The so-called “planned” means exploration has been done along the railway and it’s confirmed that sufficient construction funds can be raised, or private companies have pledged to undertake the work.
After introducing the railway situation in France, Theresa started talking about other countries’ railway plans:
“The line from Karlsruhe to Baden-Wimpfen has the highest completion rate, with current progress indicating it will open next August…
“And the lines from Milan via Pavia to Nice, and from Milan via Parma, Modena to Lucca have also started construction, estimated to be completed in two to three years.
“Bavaria, Hesse, Cologne, and Nassau have mostly completed their fund-raising and are nearing construction start…”
Thanks to publicity from the World Cup and Joseph’s second authorization of railway patents, German and Italian states are experiencing a railway construction boom, with capital flooding into railways.
Why is the French cabinet discussing other countries’ railway plans?
Because these railways are practically like building them for France.
All lines will be connected to the French railroad network from places like Nice, Strasbourg, Cologne, and all use French technology and construction standards.
French goods and francs will continuously flow to these countries along these railways.
We can say that the day the railways are completed, France will have completed integration with these regions.
What the Minister of Transportation’s report didn’t mention is that even the British are busy planning railways, although they haven’t managed to develop trains yet—steam engines are stuck at 50 horsepower and won’t go higher.
If England proposed buying trains, Joseph would be happy to sell to them, just with a higher price tag.
After all, if England’s railways completely followed French standards, it would only increase their dependence on France and undermine their development of relevant technologies.
Subsequently, the Minister of Trade, the Minister of Civil Affairs, the Minister of Science and Technology Education, and even the Minister of War made reports regarding their fields.
In terms of trade, France has completed the control of commercial activities along the Mediterranean coast. The market has expanded west of Austria, to all European countries except England.
In civil affairs, the national population has increased to more than 34 million by the end of last year—including non-French-speaking populations in North Africa and the Rhineland.
Of course, the growth rate of France’s local population is also continuously rising. This is mainly due to the completion of a cheap healthcare reform based on quasi-doctors, which covers over 75% of the country, reducing the mortality rate from illness to less than 20% of what it was before.

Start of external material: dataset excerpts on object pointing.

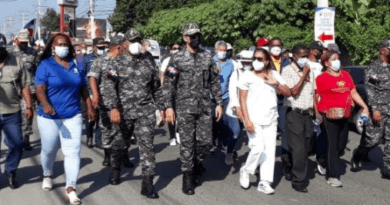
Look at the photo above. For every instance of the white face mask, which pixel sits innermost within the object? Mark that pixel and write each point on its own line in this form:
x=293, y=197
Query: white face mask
x=276, y=51
x=100, y=52
x=61, y=52
x=257, y=65
x=336, y=65
x=135, y=48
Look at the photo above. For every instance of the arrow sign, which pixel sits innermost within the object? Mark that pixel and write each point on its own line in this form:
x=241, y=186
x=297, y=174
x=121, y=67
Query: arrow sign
x=324, y=37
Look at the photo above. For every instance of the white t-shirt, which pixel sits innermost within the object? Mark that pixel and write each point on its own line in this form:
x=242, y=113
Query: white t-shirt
x=261, y=98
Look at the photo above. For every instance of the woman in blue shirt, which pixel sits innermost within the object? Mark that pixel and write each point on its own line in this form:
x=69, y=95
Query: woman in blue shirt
x=59, y=85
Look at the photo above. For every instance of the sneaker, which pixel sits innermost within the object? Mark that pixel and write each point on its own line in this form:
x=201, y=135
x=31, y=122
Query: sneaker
x=265, y=187
x=229, y=159
x=321, y=169
x=244, y=178
x=334, y=182
x=177, y=138
x=173, y=142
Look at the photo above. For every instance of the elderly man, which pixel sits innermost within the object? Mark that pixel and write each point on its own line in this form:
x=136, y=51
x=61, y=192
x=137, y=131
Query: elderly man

Especially since mandatory vaccination of all children against cowpox, annual deaths from smallpox have dropped from over 80,000 to less than 12,000—mostly among adults. Adults don’t enjoy free vaccination, and many are unwilling to personally pay 3 francs 4 sous for an injection.
Meanwhile, the orphanage system has been implemented in 70% of cities, but the effectiveness is not very good.
Many pretend their children are orphans and send them to orphanages to “enjoy” free lodging and meals, causing many orphanages to be overcrowded.
Now orphanages have to ask local police to investigate whose children “suddenly disappeared,” and send them back.